Of course, the villain notices that his key is gone, and later that night, he goes down to the wine cellar to investigate. Grant and Bergman had accidentally broken a bottle that contained a suspicious powder (which we later figure out is uranium), then hastily cleaned it up as they had to leave the room quickly to avoid detection. Later that night, our villain sees nothing wrong… but decides to look closer. He scans the wine bottles on the shelf. The camera moves from bottle to bottle, displaying a finger and a year. The first several bottles say 1934, but eventually we get to one that is out of place, a 1940 bottle. This is the sort of thing that bad cinema would avoid, favoring lengthy exposition about how the Nazi’s employed a labeling system for all their work and that looking at the years would confirm whether or not they had been tampered with. Instead, Hitchcock simply shows us the years, and we figure out what he’s looking for.

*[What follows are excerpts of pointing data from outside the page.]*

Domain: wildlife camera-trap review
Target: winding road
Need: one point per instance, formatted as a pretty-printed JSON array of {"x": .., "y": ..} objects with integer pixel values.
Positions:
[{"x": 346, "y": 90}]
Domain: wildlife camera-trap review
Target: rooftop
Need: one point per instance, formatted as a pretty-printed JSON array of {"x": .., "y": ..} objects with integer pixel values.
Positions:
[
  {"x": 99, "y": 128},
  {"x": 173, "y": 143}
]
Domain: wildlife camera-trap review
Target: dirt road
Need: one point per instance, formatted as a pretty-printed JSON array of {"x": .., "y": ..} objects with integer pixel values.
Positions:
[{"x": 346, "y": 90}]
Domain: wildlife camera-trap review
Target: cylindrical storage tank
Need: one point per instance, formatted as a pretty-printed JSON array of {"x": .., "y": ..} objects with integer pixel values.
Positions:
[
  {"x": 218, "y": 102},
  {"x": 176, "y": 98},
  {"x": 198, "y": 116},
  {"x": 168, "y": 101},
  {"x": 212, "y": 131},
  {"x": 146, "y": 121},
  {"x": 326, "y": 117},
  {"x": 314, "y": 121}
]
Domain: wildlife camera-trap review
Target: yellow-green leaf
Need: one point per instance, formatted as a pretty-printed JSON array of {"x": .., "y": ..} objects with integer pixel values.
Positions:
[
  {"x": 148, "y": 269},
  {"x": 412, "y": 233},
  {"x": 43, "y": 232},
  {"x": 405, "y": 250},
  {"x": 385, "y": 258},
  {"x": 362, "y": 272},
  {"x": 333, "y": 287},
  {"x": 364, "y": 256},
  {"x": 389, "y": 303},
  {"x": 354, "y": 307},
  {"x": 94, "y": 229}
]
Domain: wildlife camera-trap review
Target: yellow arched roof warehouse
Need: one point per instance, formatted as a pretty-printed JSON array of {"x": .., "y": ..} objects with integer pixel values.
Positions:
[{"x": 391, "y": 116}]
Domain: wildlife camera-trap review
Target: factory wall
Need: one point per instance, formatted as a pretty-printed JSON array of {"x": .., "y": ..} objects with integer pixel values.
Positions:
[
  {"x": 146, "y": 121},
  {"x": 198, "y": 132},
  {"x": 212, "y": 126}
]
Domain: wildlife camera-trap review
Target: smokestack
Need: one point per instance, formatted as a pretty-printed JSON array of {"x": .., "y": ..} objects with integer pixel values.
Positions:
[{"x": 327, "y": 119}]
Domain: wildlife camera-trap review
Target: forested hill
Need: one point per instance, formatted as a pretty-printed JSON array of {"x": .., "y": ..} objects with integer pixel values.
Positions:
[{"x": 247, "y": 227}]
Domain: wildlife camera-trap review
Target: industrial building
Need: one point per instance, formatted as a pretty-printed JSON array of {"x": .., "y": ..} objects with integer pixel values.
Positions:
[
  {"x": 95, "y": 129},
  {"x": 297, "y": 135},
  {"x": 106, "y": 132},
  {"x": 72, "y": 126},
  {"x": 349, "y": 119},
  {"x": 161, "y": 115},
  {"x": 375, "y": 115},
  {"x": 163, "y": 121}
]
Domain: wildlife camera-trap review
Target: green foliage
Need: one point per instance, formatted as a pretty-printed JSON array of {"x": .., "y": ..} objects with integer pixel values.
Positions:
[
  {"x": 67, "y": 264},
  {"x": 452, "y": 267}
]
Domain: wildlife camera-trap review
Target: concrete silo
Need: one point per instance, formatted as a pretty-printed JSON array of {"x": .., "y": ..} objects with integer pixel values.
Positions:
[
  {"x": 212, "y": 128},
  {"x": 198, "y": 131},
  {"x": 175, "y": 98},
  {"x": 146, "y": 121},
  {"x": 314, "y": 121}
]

This bottle is not like the others

Of course, there are many other famous shots in the film (such as the first appearance of Madame Sebastian), but I don’t have time to go through them all. This film will most certainly end up on my Top 100 list, when I get around to creating it. Last week, I listed a bunch of films I wanted to catch up with before I compiled the top 100 list. I was a little unsure if this was a good idea, though, as great films usually get better with repeated viewings. Would I really find something worth putting on the list after a single viewing? Well, Notorious certainly fits the bill. Of course, I’ve watched it twice this weekend, and I’ve watched some of these scenes several times while writing this post, but what do you expect from a truly great film that I loved. It’s perhaps not totally perfect, but it’s close, and the story hangs together much better than Hitchcock’s earlier works (see my Hitchcock category archives for more). To be sure, the spy story is a bit contrived, but the important thing isn’t the spying or the Nazis or the uranium, it’s Bergman and Grant’s relationship. The rest is just window dressing (what Hitchcock infamously refers to as the MacGuffin). There were already 4 Hitchcock films on my preliminary top 100, so this would make 5. It’s possible that a sixth will emerge as well, though I think that if that happens, one of the initial 4 will be driven off the list. We’ll see, I guess.